After waiting almost 2 hours for the track to dry out, the race finally got underway. Bar a couple of early victims of the usual argy bargy in the middle of the pack, it was quite settled – the green track was causing almost everyone to run very loose – and it showed when David Ragan spun out on the entry to Turn 1 and collected Jamie McMurray and Martin Truex Jr after slamming into the wall.
Kyle Busch was looking racy in the first part of the race but wrecked after Juan Pablo Montoya spun him out, with Busch looking absolutely livid at the Colombian as he drove back past under caution.
David Stremme‘s accident with Robert Richardson Jr. brought out another caution with just 23 laps to go, and everyone headed to pit road for what they though would be their last stop before the finish, with Kurt Busch winning the race off pit road. However the race had barely got going again when Matt Kenseth and Elliot Sadler clashed and brung out yet another yellow flag.

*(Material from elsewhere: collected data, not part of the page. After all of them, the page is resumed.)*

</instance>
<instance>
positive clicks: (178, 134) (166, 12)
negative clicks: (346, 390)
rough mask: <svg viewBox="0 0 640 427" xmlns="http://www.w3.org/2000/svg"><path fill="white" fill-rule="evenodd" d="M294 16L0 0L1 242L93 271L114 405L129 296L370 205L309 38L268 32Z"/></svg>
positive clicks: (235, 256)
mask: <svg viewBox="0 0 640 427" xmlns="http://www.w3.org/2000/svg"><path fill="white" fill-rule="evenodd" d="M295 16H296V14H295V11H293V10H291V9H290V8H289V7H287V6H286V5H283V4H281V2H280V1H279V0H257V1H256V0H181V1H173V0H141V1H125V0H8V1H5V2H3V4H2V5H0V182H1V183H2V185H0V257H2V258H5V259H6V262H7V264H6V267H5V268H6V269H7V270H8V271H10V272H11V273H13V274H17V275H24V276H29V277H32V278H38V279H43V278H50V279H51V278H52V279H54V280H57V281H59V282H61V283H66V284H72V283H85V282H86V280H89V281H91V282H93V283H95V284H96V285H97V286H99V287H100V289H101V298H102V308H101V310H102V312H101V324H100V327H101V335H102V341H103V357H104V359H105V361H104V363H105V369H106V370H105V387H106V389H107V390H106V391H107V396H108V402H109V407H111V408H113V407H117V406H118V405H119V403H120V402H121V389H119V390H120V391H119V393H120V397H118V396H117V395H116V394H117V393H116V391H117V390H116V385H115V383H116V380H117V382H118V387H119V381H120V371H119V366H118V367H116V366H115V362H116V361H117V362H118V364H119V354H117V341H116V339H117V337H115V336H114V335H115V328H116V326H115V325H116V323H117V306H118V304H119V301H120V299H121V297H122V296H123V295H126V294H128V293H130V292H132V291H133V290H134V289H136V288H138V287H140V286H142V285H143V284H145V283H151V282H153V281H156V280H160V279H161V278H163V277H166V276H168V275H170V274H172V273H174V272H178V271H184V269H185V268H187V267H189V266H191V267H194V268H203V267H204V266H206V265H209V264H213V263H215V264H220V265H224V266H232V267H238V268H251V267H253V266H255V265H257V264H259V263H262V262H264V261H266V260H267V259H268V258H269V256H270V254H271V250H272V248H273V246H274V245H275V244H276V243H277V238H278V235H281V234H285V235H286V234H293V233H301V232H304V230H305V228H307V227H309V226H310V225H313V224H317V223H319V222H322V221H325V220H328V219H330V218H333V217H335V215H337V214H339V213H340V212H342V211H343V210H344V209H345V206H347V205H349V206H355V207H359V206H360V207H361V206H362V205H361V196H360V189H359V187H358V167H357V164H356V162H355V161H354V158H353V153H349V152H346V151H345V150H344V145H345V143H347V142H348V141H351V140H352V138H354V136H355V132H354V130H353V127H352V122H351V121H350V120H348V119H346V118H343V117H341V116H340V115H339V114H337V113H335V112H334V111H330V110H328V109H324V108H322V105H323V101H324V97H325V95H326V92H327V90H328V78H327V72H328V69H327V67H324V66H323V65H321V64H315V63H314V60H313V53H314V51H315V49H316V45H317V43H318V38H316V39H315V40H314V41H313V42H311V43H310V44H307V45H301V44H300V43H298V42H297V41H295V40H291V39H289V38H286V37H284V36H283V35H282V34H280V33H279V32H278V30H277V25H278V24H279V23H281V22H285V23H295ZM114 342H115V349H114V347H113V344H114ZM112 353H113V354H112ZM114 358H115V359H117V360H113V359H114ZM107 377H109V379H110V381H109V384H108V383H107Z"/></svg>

However this was just the prelude to ‘The Big One’ that is now just an inevitability of plate racing. Some big ones look the part but take out few cars, others start innocently enough and end in utter carnage. This was the latter.

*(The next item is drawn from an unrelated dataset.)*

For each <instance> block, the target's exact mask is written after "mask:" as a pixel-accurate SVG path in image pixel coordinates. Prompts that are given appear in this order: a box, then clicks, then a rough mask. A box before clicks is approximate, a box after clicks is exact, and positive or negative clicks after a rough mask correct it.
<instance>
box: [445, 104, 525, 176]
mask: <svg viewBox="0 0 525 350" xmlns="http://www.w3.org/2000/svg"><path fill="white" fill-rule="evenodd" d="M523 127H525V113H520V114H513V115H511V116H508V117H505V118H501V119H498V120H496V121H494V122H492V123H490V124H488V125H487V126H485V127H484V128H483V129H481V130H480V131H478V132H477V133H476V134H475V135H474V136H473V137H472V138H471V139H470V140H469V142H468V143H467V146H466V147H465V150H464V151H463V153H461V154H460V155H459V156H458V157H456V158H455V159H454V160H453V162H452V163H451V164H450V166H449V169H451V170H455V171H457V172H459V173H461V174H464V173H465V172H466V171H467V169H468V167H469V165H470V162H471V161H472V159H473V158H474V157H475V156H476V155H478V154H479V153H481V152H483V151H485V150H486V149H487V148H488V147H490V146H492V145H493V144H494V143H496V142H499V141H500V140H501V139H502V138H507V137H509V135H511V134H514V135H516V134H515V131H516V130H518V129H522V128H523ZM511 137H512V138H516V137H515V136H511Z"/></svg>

As Kurt Busch and Jeff Burton made contact it started a chain reaction further down the field – the two main instigators survived the incident (despite a trip through the infied for Busch) but 20 cars were eliminated in the chaos, including front runners like Jimmie Johnson, Tony Stewart and Juan Pablo Montoya.
The strangest part however is when the mayhem settled down and Mark Martin slowly made his way to pit-lane – only to park outside team-mate Johnson’s pitbox and his Chevy burst into flames. He was quickly hauled out of the flaming car by the #48 crew and was unharmed by the flames which had quickly engulfed the car.
“The fire was outside. It wasn’t inside,” Martin said. “It wasn’t as bad as it looked. No big deal. I wish we hadn’t been in that wreck. There was no way. I couldn’t see anything and I couldn’t get down. My spotter said get down. Well, I was going too fast.”
There was a 20 minute red flag period to clean up the mess left behind by the Big One – and the the herd had been considerably thinned going into the final 12 lap dash to the finish.
There was a big beneficiary of the Big One though – Richard Childress Racing. All three of their cars were at the front, so they had the advantage of someone to give them a bumpdraft near the end. Jeff Gordon was also in contention for the win and had team-mate Dale Earnhardt Jr. a few places back to try and get a bumpdraft from. Kasey Kahne was looking racy too, but the only team-mate he had for company was Matt Kenseth, way at the back of the pack of lead lap cars and struggling for pace. If he wanted to win, he would have to fly solo.
The RCR cars ran in formation for the next 10 or so laps, duelling with Gordon and Kahne, with David Reutimann also in the mix. Just as Harvick broke away from Gordon going onto the last lap, Sam Hornish Jr. spun out team-mate Busch, setting up a green-white-checker finish.
At the restart Harvick instantly bolted away and held Kahne and Gordon at bay, but team-mate Clint Bowyer was spun out into the infield, costing him a Top 5 finish. Instead Dale Jr. came home 4th and the third RCR car of Burton held on to take 5th.
There were some rather unusual faces in the Top 10 – with Reed Sorensen, Mike Bliss and Scott Speed finishing line astern and completing the Top 10. Rookie Kevin Conway even took his best Sprint Cup finish in 14th, just behind Steve Park, another driving who manage a surprisingly good result after the earlier mayhem.
“Obviously it was a good night,” said Harvick. “Same old Daytona, cars moving around and bouncing around, and handling came into play, and you saw a lot of passing and shuffling, and then there at the end we had the big wreck and we were fortunate to be in front of it.
“Coming to the white I thought it was going to be [Bowyer] first and us second, and then the caution came out and we could see the white flag. I was content about that. I knew those guys needed a good day, and I knew you never know what’s going to happen on the last lap with people pushing and shoving from the back. But on the last restart, once [Gordon] pulled out and slowed those outside two lines down, that was pretty much the end of it.”